Finding the product of two numbers using 8086 program in assembly language

assume cs:code,ds:data
data segment
org 2000h
num1 dw 1234h
num2 dw 2345h
product dw 2d dup(0h)
data ends
code segment
start:mov ax,data
mov ds,ax
mov ax,num1
mul num2
mov product,ax
mov product+2,dx
mov ah,4ch
int 21h
code ends
end start

assume is the preprocessor directive . and we are using two segment registers one is code segment and second is the data segment register.
data segment contains the all initialization s like the starting address of the program. and the variables used and the data type of those variables. product dw 2d dup(0h) specifies the processor to load the variable memory location with the zeros.
next code segment contains the executable code which performs the desired action. the result of the multiplication is stored in the ax register automatically. mov ax,data loads the startin address of the data segment in the ax register. mov ds,ax set thememory location as the variable ds. load the  number one into the ax register. and then directly multiply the content of the ax with num2. the result is stored in the ax register. then move the result into the variable product. at the endint 21h is the interrupt to the processor.

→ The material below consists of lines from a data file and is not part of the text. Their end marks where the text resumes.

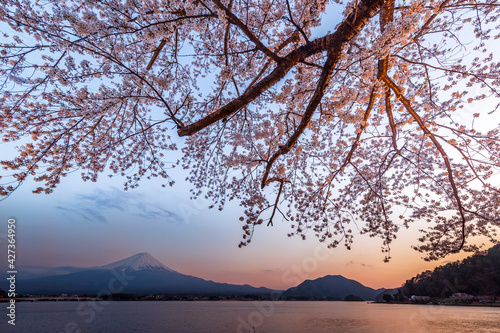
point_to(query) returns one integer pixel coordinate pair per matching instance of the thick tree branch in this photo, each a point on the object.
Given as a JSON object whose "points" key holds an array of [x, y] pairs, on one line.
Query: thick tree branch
{"points": [[438, 146], [333, 43]]}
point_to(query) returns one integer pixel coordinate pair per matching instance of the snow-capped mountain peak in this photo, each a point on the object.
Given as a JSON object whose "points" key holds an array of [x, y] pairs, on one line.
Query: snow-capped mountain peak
{"points": [[139, 262]]}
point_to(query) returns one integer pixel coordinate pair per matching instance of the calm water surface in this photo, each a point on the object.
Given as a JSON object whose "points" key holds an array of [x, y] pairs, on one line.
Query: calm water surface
{"points": [[233, 316]]}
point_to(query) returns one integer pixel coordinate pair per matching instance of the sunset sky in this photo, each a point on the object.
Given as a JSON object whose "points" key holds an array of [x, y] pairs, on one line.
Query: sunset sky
{"points": [[88, 224]]}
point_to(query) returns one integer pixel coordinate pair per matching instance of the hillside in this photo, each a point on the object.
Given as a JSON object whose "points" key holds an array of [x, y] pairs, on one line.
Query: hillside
{"points": [[476, 275], [330, 287]]}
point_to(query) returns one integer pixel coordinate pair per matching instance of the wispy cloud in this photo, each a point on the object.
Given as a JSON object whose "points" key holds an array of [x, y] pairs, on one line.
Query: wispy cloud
{"points": [[351, 262], [99, 205]]}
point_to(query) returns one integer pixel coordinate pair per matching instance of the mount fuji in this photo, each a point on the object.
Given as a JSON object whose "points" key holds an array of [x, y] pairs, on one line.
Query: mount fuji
{"points": [[138, 274]]}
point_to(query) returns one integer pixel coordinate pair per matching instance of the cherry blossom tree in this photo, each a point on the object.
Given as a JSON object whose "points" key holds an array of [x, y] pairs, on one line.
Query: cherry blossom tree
{"points": [[363, 129]]}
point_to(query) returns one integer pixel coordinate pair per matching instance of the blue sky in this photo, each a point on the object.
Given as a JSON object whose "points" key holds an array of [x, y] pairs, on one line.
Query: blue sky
{"points": [[87, 224]]}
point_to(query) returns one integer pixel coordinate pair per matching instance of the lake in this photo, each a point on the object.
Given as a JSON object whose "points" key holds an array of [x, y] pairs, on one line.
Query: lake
{"points": [[234, 316]]}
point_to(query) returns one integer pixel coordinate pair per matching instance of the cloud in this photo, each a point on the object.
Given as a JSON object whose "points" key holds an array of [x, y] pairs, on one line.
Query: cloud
{"points": [[351, 262], [100, 204]]}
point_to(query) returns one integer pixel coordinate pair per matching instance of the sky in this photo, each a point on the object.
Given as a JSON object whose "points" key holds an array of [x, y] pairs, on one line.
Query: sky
{"points": [[87, 224]]}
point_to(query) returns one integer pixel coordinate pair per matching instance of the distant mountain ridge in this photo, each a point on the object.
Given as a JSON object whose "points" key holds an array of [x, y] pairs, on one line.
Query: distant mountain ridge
{"points": [[144, 275], [476, 275], [138, 274], [331, 287], [139, 262]]}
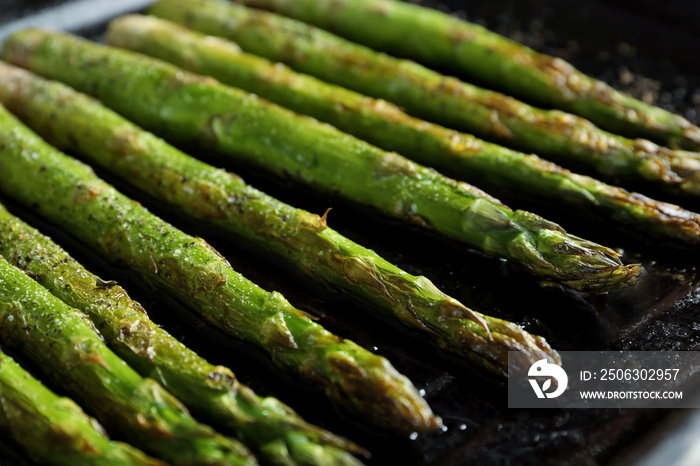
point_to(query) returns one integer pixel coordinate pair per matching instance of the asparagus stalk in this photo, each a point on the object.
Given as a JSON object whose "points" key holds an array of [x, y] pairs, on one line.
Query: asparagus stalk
{"points": [[438, 39], [386, 126], [276, 434], [564, 138], [78, 123], [240, 125], [62, 341], [53, 429], [68, 193]]}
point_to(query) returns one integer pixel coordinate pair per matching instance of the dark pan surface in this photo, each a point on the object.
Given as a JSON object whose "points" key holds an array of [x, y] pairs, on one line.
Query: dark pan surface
{"points": [[648, 48]]}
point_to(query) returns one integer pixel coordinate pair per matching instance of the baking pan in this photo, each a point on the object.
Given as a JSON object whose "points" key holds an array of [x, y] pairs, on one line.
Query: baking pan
{"points": [[648, 48]]}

finding the sum of two numbers using 8086 in assembly language

assume cs:code,ds:data
data segment
org 2000h
num1 dw 1234h
num2 dw 2345h
sum db 2d dup(0h)
carry db 1d dup(0h)
data ends
code segment
start:mov ax,data
mov ds,ax
mov ax,num1
mov bx,num2
add al,bl
daa
mov sum,al
mov al,ah
adc al,bh
daa
mov sum+1,al
mov bl,0h
adc bl,0h
mov carry,bl
mov ah,4ch
int 21h
code ends
end start

Assembly language program to find the sum of numbers in a given series using 8086

assume cs:code,ds:data
data segment
org 2000h
series dw 1234h,2345h,0abcdh,103fh,5555h
sum dw 00h
carry dw 00h
data ends
code segment
start:mov ax,data
mov ds,ax
mov ax,00h
mov bx,00h
mov cx,05h
mov si,2000h
go:add ax,[si]
adc bx,00h
inc si
inc si
dec cx
jnz go
mov sum,ax
mov carry,bx
mov ah,4ch
int 21h
code ends
end start

Assembly language program to find the number of ones in a given number using 8086

assume cs:code,ds:data
data segment
org 2000h
num dw 4567h
onecount db 01d dup(0h)
data ends
code segment
start:mov ax,data
mov ds,ax
mov cx,16d
mov ax,num
go:ror ax,01
jnc next
inc onecount
next:dec cx
jnz go
mov ah,4ch
int 21h
code ends
end start

Assembly language program to find maximum and minimum number in a series using 8086

assume cs:code,ds:data
data segment
org 2000h
series db 12h,11h,09h,05h,23h,99h,86h
count dw 07h
max db 00h
min db 00h
data ends
code segment
start:mov ax,data
mov ds,ax
mov cx,count
lea si,series
mov al,[si]
mov bl,al
go:inc si
cmp [si],al
jl min_val
mov al,[si]
jmp nxtp
min_val:cmp [si],bl
jg nxtp
mov bl,[si]
nxtp:loop go
mov max,al
mov min,bl
mov ah,4ch
int 21h
code ends
end start

Assembly language program to convert binary number to BCD using 8086 using procedures

ASSUME  CS:CODE, DS:DATA, SS:STACK1
DATA    SEGMENT
SERIES  DB 74H,29H,4AH,3BH
BCD_OUT DW 04H DUP(0H)
BCD     EQU 04H
DATA    ENDS
STACK1 SEGMENT
BALARAM DW 40H DUP(0H)
TOP_STACK LABEL WORD
STACK1 ENDS
CODE SEGMENT
START:  MOV AX, DATA
        MOV DS, AX
        MOV AX, STACK1
        MOV SS, AX
        LEA SI, SERIES
        LEA DI, BCD_OUT
        LEA SP, TOP_STACK
        MOV CH, BCD
        CALL BIN_BCD
        MOV AH, 4CH
        INT 21H
BIN_BCD PROC NEAR
PUSHF
PUSH AX
PUSH BX
PUSH CX
NXT_VALUE: MOV AL, [SI]
           MOV AH, 0H
           MOV CL, 64H
           DIV CL
           MOV BH, AL
           MOV AL, AH
           MOV AH, 0H
           MOV CL, 0AH
           DIV CL
           MOV CL, 04H
           ROR AL, CL
           MOV BL, AH
           ADD BL, AL
           MOV [DI], AX
           INC SI
           ADD DI, 02
           DEC CH
           JNZ NXT_VALUE
           POP CX
           POP BX
           POP AX
           POPF
           RET
           BIN_BCD ENDP
           CODE ENDS
           END START